— Вы донесли на них…
— Вы ничего не понимаете! — вскричала госпожа Арман. — Вы никогда ничего не поймете!
— Почему бы вам не сказать правду?
Она успокоилась. Ее дыхание обрело почти нормальный ритм. Непринужденным жестом она поправила волосы, словно они растрепались из-за наших бурных дебатов. Она сказала неестественно умиротворенным тоном, опустив глаза:
— Никто не может постичь истину. Никто уже не способен ее услышать. Никто никогда не был в силах ее понять.
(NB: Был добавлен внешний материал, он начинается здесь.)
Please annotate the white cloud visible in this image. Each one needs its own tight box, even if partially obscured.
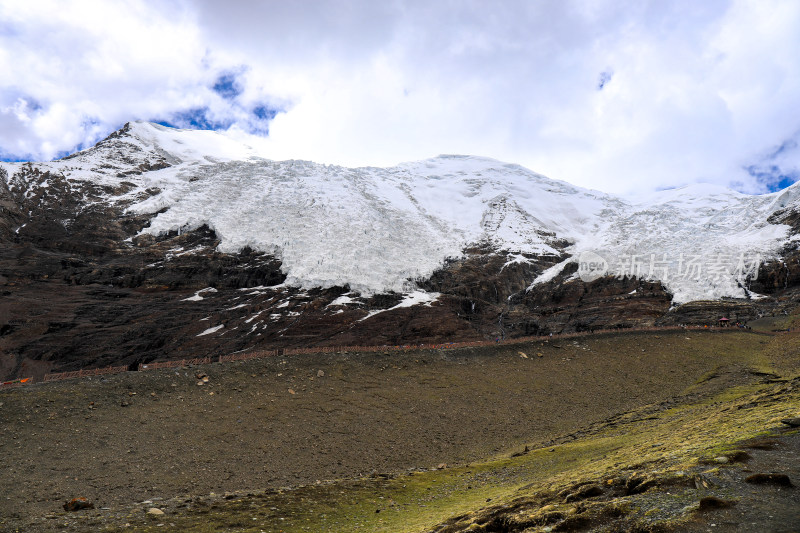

Цветочница ушла, а я остался один посреди улицы, как пригвожденный. Поистине, у этой женщины был гениальный дар превращать свои ошибки в загадки. Последнее слово все-таки осталось за ней.
* * *
На следующий день я отправился в «Бушприт». Я не сразу решился туда войти. Владельцы подобных заведений не любят одиноких посетителей. Как правило, если для таких вообще находится свободный столик, хозяева, как бы стыдясь, засовывают их куда-нибудь в угол или прячут за колонной. Если человек приходит в ресторан без пары, значит, с ним что-то неладно. Значит, он не такой, как все. В обеденные часы подобный клиент раздражает. В вечернее время от него и вовсе одно неудобство. И в том, и в другом случае он выглядит подозрительно. Одинокий посетитель смущает хозяев, сразу же наводя их на мрачные мысли. Одиночество несет в себе скорбь, способную повредить репутации их заведения. Чужая печаль заразительна, поэтому другие клиенты могут выразить недовольство. К счастью, закон пока еще запрещает владельцам ресторанов не обслуживать одиночек.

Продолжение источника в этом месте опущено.